All of which further illustrates the point of this article: what we’ve seen in response to Ivermectin is in no way justified by the drug itself, or by its effectiveness (or ineffectiveness) in treating a particular illness – none of that is “based on science.”
mm
Mar 31 2022 at 12:21pm
dang- I read posts here to learn more about economic issues- I hope your econ analysis is FAR superior to your medical analysis. The website you list has serious flaws-it includes multiple studies KNOWN to be fraudulent.
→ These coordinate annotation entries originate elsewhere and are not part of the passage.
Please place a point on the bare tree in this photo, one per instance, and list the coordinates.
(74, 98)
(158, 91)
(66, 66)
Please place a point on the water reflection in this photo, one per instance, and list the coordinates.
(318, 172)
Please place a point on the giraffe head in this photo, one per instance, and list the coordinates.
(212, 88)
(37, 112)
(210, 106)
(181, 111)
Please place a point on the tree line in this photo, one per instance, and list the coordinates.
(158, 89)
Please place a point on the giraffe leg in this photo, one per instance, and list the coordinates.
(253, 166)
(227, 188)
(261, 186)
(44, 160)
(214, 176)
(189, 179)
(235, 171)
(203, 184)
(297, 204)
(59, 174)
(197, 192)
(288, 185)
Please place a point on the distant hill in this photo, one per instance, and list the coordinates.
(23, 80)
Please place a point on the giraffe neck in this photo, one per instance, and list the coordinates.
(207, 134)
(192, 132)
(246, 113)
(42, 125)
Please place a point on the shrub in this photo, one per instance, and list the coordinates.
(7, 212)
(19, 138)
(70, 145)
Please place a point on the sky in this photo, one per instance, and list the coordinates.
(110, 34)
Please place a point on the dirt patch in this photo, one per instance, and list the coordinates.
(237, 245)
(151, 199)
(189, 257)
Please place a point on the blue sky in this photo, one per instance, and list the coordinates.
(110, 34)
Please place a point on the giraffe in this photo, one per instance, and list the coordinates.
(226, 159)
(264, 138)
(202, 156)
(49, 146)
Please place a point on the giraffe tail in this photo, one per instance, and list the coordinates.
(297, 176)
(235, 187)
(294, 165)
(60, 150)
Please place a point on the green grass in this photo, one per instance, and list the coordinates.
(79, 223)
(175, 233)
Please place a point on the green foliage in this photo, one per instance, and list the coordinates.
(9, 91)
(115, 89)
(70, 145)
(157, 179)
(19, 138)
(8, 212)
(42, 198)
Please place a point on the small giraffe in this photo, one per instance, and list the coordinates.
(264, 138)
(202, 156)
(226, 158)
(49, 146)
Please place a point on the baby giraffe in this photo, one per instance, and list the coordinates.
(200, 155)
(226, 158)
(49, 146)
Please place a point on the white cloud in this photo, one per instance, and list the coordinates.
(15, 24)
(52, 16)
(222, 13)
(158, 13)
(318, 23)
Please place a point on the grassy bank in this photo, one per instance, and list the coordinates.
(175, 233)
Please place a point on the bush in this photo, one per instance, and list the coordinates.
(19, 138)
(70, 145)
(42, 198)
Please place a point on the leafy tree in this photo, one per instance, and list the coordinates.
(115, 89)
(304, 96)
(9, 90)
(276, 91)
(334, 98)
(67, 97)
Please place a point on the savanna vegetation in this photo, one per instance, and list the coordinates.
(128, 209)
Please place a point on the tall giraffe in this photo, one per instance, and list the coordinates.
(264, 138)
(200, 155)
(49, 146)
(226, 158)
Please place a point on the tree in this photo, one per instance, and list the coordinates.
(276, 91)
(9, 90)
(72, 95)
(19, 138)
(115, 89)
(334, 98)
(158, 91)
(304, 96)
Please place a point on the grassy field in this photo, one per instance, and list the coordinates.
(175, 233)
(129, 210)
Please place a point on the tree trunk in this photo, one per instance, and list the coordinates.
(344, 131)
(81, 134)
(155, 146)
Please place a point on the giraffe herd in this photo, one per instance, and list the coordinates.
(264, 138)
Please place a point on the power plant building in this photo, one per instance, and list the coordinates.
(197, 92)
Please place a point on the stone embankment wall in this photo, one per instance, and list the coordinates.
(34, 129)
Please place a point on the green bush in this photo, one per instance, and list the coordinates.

Additionally, it includes least one preprint whose author has publicly stated will not go into publication b/c of flaws in methodology and has asked a number of similar people to quit using his study to support ivermectin. The table where he shows his analysis appears to leave out important negative studies and if you look at the i squared data it implies there is a lot of heterogeneity in the studies (ie you are comparing apples to oranges & should have low confidence in the overall result). Every high quality RCT has failed to show ivermectin is effective. A couple of more will report next month (covid-out, ACTIV-6) and if they are negative ivermectin for COVID will join phrenology as medical science.